DSC_7473 The Economist is usually interesting; this week has more than usual. The first, which they title A row over an avian exhibitionist suggests how badly Ryan Zinke is serving America, is about yet more Trump administration blundering around acting without thinking; shades of my last post's warning about acting without thinking; it doesn't just apply to honeybees.

Britain’s space industry, Brexit’s final frontier is about Britain losing access to Galileo, the Europen version of GPS. Since the entire project is stupid, losing access to it will be fine, but for some reason TE is unable to see that; instead focussing on the usual stupid argument that we'll lose hi-tech jobs. Meh. Building satellite payloads seems to be lucrative but we should1 build ones that make commercial sense, not stupid ones built purely because Brussels has US-envy. Also, the reasons we'd lose access to it make no sense at all, other than politicking by idiots.

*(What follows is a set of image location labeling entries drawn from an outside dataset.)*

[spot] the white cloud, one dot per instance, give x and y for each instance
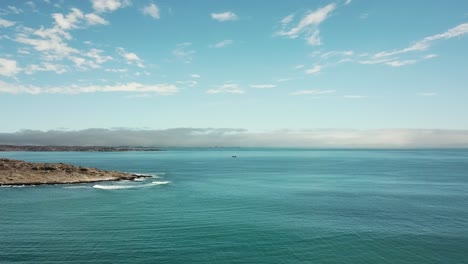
(8, 67)
(425, 43)
(151, 10)
(52, 43)
(307, 26)
(312, 92)
(335, 53)
(6, 23)
(109, 5)
(284, 80)
(14, 10)
(427, 94)
(353, 96)
(430, 56)
(262, 86)
(226, 88)
(163, 89)
(189, 83)
(209, 137)
(45, 66)
(222, 44)
(316, 69)
(30, 4)
(96, 55)
(397, 63)
(225, 16)
(23, 51)
(130, 57)
(183, 52)
(94, 19)
(116, 70)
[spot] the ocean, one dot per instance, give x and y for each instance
(265, 206)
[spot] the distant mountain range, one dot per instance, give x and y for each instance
(74, 148)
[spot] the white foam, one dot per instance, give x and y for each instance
(115, 187)
(140, 179)
(119, 187)
(76, 187)
(160, 182)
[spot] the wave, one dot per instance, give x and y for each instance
(160, 182)
(119, 187)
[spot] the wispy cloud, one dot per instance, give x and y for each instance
(151, 10)
(6, 23)
(284, 80)
(163, 89)
(425, 43)
(397, 63)
(355, 96)
(130, 57)
(307, 26)
(224, 16)
(226, 88)
(226, 137)
(102, 6)
(184, 52)
(46, 66)
(52, 44)
(313, 92)
(427, 94)
(314, 70)
(262, 86)
(222, 44)
(8, 67)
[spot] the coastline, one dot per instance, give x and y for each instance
(22, 173)
(5, 148)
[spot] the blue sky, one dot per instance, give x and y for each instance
(257, 65)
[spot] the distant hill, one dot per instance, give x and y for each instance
(74, 148)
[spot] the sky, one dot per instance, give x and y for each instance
(260, 66)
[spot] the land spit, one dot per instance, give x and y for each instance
(17, 172)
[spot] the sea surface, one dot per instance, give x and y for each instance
(265, 206)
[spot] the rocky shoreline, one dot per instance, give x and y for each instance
(73, 148)
(17, 172)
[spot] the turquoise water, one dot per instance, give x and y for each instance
(266, 206)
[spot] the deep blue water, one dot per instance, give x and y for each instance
(266, 206)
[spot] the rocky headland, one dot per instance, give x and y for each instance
(17, 172)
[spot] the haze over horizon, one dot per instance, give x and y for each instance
(235, 73)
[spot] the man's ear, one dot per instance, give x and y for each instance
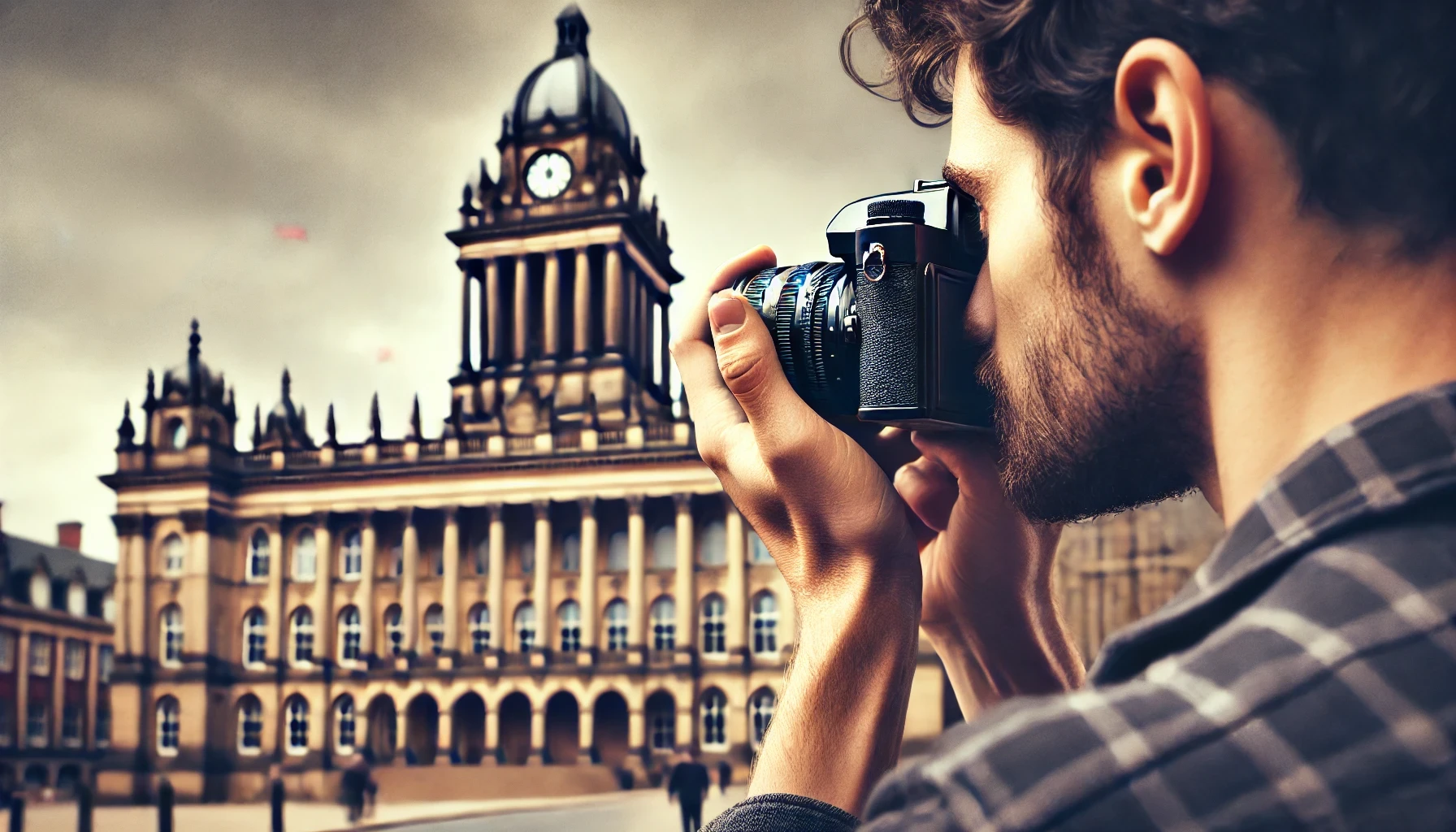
(1164, 124)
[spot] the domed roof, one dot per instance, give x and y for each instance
(568, 92)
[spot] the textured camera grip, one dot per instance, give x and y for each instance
(889, 314)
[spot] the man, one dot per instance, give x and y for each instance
(691, 784)
(1220, 255)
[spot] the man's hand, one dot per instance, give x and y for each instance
(839, 534)
(821, 505)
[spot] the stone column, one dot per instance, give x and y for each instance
(637, 574)
(616, 301)
(685, 583)
(277, 644)
(586, 720)
(322, 592)
(410, 583)
(492, 349)
(581, 336)
(450, 551)
(522, 324)
(121, 635)
(364, 598)
(665, 358)
(496, 587)
(551, 305)
(538, 732)
(540, 592)
(588, 576)
(465, 319)
(737, 578)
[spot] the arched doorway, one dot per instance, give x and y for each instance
(382, 727)
(468, 729)
(516, 730)
(421, 730)
(609, 729)
(562, 729)
(661, 723)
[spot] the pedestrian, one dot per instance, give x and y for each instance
(691, 784)
(275, 796)
(353, 787)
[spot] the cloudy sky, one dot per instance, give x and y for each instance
(149, 149)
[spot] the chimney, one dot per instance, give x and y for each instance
(69, 535)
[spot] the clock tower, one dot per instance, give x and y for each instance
(566, 271)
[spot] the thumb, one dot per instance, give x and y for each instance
(750, 366)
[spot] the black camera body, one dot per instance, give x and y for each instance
(882, 334)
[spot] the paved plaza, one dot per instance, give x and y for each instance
(645, 809)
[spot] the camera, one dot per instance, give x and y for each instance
(880, 332)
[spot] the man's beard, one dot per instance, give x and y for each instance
(1107, 413)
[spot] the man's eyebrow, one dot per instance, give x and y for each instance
(965, 180)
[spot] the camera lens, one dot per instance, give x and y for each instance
(810, 312)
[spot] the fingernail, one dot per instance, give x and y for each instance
(724, 312)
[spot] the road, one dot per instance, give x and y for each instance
(639, 810)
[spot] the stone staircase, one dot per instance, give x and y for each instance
(444, 782)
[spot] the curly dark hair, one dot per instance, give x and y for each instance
(1363, 92)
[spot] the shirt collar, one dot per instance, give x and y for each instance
(1373, 465)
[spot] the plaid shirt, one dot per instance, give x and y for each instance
(1305, 678)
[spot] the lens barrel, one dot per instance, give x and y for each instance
(810, 312)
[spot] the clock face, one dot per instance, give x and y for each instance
(548, 176)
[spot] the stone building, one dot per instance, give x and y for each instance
(549, 583)
(55, 662)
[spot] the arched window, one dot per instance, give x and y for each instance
(249, 725)
(526, 627)
(351, 556)
(258, 557)
(571, 552)
(436, 628)
(167, 726)
(760, 713)
(665, 624)
(618, 552)
(303, 635)
(713, 626)
(527, 557)
(171, 633)
(349, 635)
(344, 726)
(395, 630)
(174, 554)
(618, 626)
(255, 639)
(757, 551)
(765, 624)
(713, 710)
(570, 617)
(665, 548)
(296, 730)
(479, 628)
(713, 545)
(305, 557)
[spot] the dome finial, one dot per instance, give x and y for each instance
(571, 32)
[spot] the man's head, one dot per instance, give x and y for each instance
(1130, 159)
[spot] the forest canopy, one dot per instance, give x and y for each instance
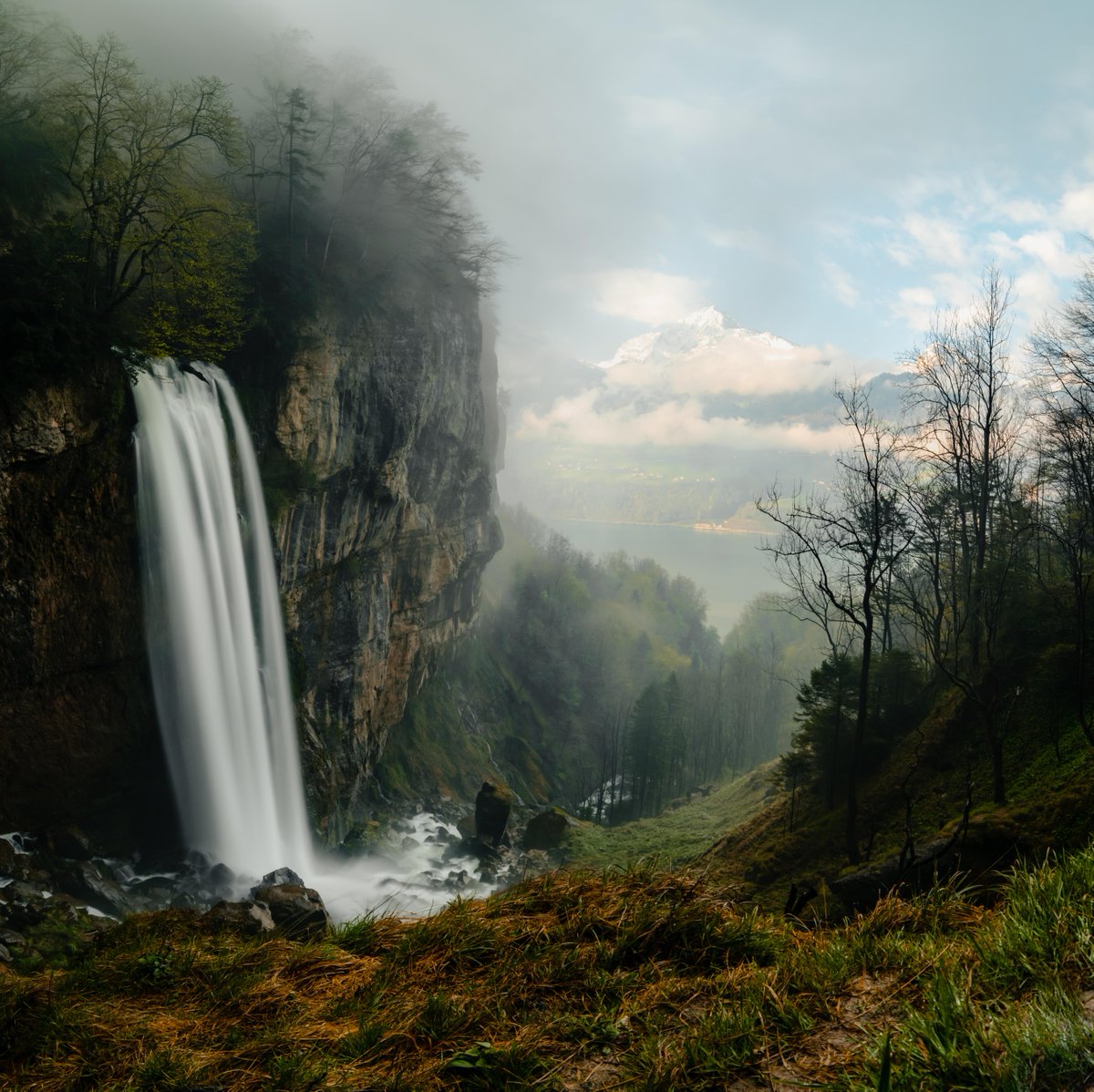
(186, 217)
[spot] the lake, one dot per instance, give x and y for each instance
(728, 567)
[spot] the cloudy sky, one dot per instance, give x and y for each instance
(831, 172)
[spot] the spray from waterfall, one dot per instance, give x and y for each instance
(214, 632)
(216, 644)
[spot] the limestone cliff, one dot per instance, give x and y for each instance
(382, 479)
(383, 549)
(77, 742)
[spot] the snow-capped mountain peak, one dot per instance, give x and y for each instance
(698, 332)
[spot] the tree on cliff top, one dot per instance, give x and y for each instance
(140, 160)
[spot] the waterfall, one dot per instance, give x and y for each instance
(214, 632)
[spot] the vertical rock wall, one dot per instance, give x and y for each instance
(383, 546)
(381, 482)
(77, 740)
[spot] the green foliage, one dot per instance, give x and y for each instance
(589, 682)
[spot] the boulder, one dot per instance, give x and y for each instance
(246, 917)
(547, 829)
(87, 881)
(284, 874)
(492, 807)
(296, 911)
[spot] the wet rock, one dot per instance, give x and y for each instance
(547, 829)
(246, 917)
(12, 939)
(157, 890)
(69, 841)
(492, 807)
(88, 881)
(298, 912)
(10, 863)
(222, 875)
(282, 875)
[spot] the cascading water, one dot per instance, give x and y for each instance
(216, 637)
(216, 643)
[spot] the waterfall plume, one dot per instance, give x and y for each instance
(214, 631)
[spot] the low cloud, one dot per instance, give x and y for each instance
(645, 295)
(747, 366)
(674, 424)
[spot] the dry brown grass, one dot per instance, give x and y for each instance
(572, 981)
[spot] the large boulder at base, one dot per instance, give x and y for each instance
(247, 917)
(298, 912)
(547, 829)
(492, 807)
(284, 874)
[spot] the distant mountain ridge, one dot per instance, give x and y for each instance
(686, 422)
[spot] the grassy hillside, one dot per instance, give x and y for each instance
(583, 981)
(922, 790)
(681, 833)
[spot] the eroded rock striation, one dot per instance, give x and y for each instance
(77, 722)
(383, 547)
(378, 452)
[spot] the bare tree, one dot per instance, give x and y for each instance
(836, 552)
(963, 498)
(1064, 353)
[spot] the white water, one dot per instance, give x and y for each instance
(216, 643)
(213, 625)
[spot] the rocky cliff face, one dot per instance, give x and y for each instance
(382, 487)
(77, 741)
(383, 549)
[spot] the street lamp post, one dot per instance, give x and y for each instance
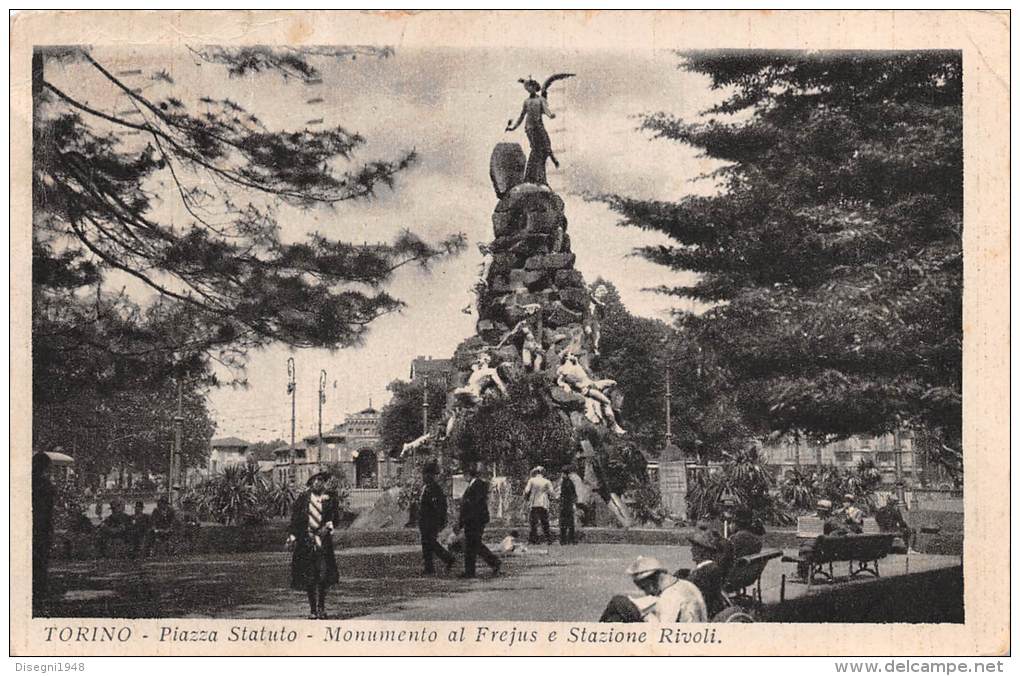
(321, 402)
(292, 387)
(179, 422)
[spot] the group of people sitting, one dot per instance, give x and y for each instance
(694, 594)
(141, 532)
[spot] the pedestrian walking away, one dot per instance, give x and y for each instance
(432, 519)
(313, 565)
(537, 491)
(473, 518)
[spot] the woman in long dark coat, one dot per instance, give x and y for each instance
(313, 566)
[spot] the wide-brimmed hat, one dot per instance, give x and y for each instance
(644, 567)
(704, 539)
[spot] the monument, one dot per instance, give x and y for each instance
(537, 318)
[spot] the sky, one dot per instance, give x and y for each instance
(451, 106)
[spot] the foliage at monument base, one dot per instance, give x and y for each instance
(514, 433)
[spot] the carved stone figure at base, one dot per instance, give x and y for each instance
(572, 377)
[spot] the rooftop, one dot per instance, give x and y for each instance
(228, 443)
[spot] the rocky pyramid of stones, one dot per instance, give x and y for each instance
(532, 306)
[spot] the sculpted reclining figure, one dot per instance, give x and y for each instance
(571, 376)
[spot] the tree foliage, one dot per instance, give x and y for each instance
(104, 392)
(639, 353)
(832, 252)
(515, 432)
(184, 192)
(401, 420)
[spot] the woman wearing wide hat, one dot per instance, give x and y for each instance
(313, 566)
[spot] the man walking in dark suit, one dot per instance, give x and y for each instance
(432, 518)
(473, 517)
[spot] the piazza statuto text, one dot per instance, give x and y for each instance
(338, 633)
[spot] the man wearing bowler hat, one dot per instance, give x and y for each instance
(313, 565)
(473, 517)
(432, 518)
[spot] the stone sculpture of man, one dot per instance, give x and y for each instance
(596, 311)
(571, 376)
(482, 376)
(530, 350)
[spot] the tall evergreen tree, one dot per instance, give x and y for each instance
(112, 182)
(832, 252)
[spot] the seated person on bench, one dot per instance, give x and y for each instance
(667, 599)
(831, 525)
(889, 519)
(163, 520)
(746, 537)
(713, 559)
(116, 526)
(851, 515)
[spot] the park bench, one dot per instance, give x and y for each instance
(809, 527)
(747, 572)
(861, 552)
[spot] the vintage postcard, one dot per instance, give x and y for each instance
(520, 332)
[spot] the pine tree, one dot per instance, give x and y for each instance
(100, 175)
(831, 254)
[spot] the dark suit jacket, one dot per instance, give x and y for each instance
(568, 493)
(709, 579)
(431, 508)
(299, 515)
(474, 506)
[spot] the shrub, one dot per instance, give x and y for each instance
(746, 478)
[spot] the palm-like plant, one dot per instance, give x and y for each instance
(745, 477)
(799, 490)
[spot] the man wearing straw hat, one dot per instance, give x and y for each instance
(537, 491)
(668, 599)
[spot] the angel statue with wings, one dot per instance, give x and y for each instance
(537, 105)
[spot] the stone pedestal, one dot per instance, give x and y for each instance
(673, 482)
(506, 167)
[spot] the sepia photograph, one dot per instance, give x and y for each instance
(616, 335)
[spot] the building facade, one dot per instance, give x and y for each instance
(225, 452)
(431, 369)
(786, 454)
(353, 445)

Chinese investment may help Greenland become independent from Denmark is sort-of about that, but the bit that interests us is
SHORTLY before the start of UN climate talks in Paris, in December 2015, giant blocks of ice were shipped in from Greenland and left to melt outside the Panthéon, reminding conference-goers to get serious about global warming. Ironically, a mere 48 hours after the talks concluded, Greenland, a self-governing part of Denmark, said it wanted to opt out of the climate agreement that had just been reached. The melting of Greenland’s ice sheet, which covers 80% of the island, has turned out to be an economic blessing for most of its 56,000 residents, 90% of whom are Inuit. The territory boasts a tenth of the world’s known deposits of rare-earth metals, and the receding ice is making more minerals accessible for the first time. More bits of the island are also being opened to tourists.
Which should remind us, yet again, that GW will have winners and losers. Meanwhile, Small isn't beautiful is about the swathe of countries with declining populations. It says all the usual obvious things, and I only mention if because of my recent foray into the Papia Poppaea law of Augustus.


1. When I say "we should" I of course mean the govt should get out of the way and let people build what satellite payloads they like.


I AGREE WITH ABU HAMZA- UP TO A POINT - Harry Hutton, on the button as usual.